Recently, I was fortunate enough to staff one of the first older Birthright trips for young adults between the ages of 28 and 32. Most of the participants on this trip were in a time of their lives when they were starting families. As a result, most of our nighttime conversations were around topics like the role of Judaism in their new families, what traditions and customs they wanted to maintain in their new household, how to integrate the community into their new families, etc. Those important issues, together with the maturity of the participants, created a trip that, in my mind, will profoundly and positively affect participants and their families for years to come.
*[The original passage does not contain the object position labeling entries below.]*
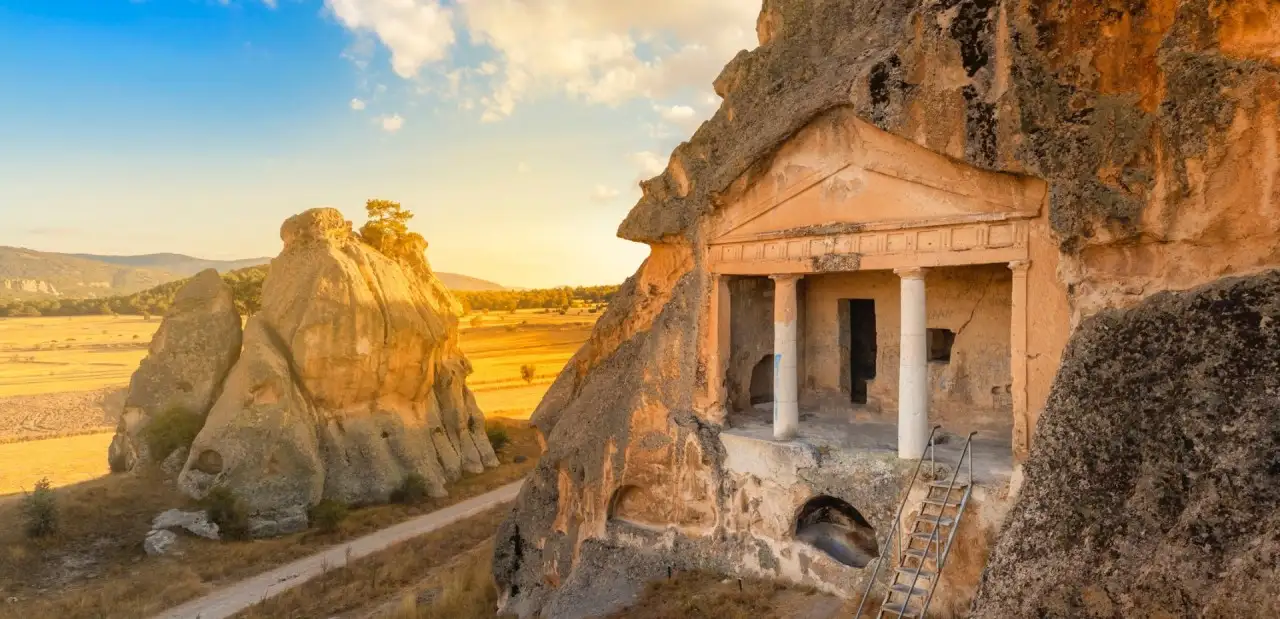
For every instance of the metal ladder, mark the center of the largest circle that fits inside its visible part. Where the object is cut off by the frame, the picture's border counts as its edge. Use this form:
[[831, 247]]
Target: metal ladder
[[919, 560]]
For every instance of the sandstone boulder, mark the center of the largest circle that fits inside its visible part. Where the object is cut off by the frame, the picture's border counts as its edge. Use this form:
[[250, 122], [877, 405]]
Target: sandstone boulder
[[1153, 125], [351, 379], [193, 522], [190, 356], [1153, 484], [159, 542]]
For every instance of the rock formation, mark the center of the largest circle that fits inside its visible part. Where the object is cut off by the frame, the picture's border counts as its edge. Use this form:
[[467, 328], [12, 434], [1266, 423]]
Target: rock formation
[[350, 380], [1155, 125], [1153, 484], [190, 356]]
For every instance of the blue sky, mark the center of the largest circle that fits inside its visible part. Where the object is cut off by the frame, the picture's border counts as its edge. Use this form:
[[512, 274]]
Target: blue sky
[[516, 129]]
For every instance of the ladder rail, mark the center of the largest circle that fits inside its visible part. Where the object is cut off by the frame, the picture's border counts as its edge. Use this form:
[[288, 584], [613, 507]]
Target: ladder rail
[[895, 532], [942, 558]]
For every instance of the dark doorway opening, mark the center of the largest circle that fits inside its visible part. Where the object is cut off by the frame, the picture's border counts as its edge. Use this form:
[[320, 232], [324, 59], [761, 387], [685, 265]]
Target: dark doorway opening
[[762, 381], [862, 347]]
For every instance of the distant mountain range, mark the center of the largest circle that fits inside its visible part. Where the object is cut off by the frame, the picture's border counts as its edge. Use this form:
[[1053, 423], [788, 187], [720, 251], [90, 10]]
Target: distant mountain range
[[27, 274]]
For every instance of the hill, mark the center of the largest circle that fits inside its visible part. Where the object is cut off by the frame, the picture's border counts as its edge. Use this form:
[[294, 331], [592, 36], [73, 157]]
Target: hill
[[28, 274], [456, 283], [176, 264]]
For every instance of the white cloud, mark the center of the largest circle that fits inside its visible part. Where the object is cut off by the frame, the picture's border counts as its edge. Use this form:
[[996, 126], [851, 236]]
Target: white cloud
[[675, 114], [391, 124], [603, 193], [416, 32], [594, 50], [649, 163]]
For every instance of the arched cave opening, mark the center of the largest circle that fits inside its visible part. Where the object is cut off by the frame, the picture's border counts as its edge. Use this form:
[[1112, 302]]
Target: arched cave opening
[[762, 381], [839, 530]]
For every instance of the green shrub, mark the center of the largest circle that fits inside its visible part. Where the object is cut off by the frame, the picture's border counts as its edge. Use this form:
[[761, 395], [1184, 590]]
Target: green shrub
[[412, 490], [498, 438], [40, 510], [169, 431], [228, 512], [328, 514]]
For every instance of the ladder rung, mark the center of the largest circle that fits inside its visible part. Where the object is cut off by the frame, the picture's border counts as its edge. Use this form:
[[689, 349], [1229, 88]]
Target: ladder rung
[[946, 521], [900, 610], [910, 572]]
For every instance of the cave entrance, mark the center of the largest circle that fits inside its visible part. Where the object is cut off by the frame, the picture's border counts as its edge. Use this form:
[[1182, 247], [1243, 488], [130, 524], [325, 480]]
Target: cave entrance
[[859, 320], [762, 381], [839, 530]]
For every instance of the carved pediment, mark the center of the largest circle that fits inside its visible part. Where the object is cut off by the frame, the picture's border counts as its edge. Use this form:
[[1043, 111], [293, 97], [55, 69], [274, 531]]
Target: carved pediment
[[849, 175]]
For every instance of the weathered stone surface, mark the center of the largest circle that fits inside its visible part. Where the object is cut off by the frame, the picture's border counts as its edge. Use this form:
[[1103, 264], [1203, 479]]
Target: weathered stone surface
[[190, 356], [158, 542], [291, 519], [1153, 484], [193, 522], [351, 379], [1155, 125]]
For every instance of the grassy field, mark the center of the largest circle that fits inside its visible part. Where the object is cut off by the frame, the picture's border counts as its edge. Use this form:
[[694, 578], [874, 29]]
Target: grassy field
[[94, 567], [41, 356], [64, 461], [497, 347]]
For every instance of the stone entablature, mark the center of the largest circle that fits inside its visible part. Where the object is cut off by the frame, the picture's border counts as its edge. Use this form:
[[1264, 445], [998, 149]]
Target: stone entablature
[[965, 241]]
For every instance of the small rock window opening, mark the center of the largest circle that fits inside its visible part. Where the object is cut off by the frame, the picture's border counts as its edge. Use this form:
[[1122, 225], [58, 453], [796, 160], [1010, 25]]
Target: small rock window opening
[[940, 344], [840, 531]]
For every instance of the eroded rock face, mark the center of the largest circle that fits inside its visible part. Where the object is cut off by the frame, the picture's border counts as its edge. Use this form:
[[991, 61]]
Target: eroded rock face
[[1155, 124], [351, 379], [1152, 487], [190, 356]]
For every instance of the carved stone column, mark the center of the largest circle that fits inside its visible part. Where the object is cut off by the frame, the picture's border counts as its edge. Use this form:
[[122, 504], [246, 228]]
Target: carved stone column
[[913, 379], [1018, 360], [786, 395]]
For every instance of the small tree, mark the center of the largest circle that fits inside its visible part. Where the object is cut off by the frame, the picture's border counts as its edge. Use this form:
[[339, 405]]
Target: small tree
[[40, 509], [387, 229]]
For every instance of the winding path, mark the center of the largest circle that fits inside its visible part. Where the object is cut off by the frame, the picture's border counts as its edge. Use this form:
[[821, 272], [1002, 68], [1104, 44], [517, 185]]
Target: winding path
[[233, 599]]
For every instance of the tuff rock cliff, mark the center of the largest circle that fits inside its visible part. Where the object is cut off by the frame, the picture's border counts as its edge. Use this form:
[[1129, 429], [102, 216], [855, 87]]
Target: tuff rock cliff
[[1153, 482], [1156, 124], [350, 379], [182, 375]]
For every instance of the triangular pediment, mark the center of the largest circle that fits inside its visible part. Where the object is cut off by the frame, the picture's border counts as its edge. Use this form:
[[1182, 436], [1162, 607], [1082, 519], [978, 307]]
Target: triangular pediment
[[846, 174]]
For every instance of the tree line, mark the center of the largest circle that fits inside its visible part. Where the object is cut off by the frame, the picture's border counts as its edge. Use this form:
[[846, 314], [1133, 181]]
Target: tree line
[[385, 230]]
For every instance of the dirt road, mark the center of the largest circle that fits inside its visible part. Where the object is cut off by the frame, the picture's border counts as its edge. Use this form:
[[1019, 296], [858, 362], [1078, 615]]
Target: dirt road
[[229, 600]]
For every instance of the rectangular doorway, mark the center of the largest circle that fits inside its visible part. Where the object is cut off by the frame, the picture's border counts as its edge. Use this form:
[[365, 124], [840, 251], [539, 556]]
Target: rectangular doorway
[[862, 347]]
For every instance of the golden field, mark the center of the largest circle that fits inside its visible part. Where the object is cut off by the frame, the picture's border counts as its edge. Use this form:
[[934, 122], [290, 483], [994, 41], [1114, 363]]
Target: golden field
[[42, 357]]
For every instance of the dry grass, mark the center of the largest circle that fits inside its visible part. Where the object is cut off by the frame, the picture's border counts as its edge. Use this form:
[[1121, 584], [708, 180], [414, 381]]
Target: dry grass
[[95, 567], [693, 595], [53, 368], [53, 354], [391, 579], [65, 461]]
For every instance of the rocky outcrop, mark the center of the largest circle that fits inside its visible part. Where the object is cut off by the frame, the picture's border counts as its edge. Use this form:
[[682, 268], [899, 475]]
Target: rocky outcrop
[[190, 356], [1155, 125], [1153, 482], [351, 379]]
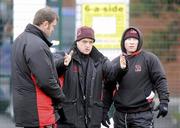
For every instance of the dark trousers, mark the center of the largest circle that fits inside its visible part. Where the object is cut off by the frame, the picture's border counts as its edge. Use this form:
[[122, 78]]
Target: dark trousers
[[49, 126], [133, 120]]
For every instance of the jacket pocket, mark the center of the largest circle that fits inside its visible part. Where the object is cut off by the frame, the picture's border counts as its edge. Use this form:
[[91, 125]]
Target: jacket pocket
[[97, 113]]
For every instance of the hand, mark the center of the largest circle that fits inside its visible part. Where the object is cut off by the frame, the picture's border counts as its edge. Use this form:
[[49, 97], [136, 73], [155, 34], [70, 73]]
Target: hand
[[122, 62], [163, 109], [67, 58], [106, 121]]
Finding Identity Through the Eyes of Others

Looking back, I realize that Taglit-Birthright Israel opened my eyes to a whole new world of Judaism. The conversations, relationships, and, most importantly, shared exploration of our roots led me on a journey toward discovering my own identity. For that, I want to thank Birthright. Thank you for changing the lives of thousands of Israelis who have learned to value their country and their religion through the eyes of others.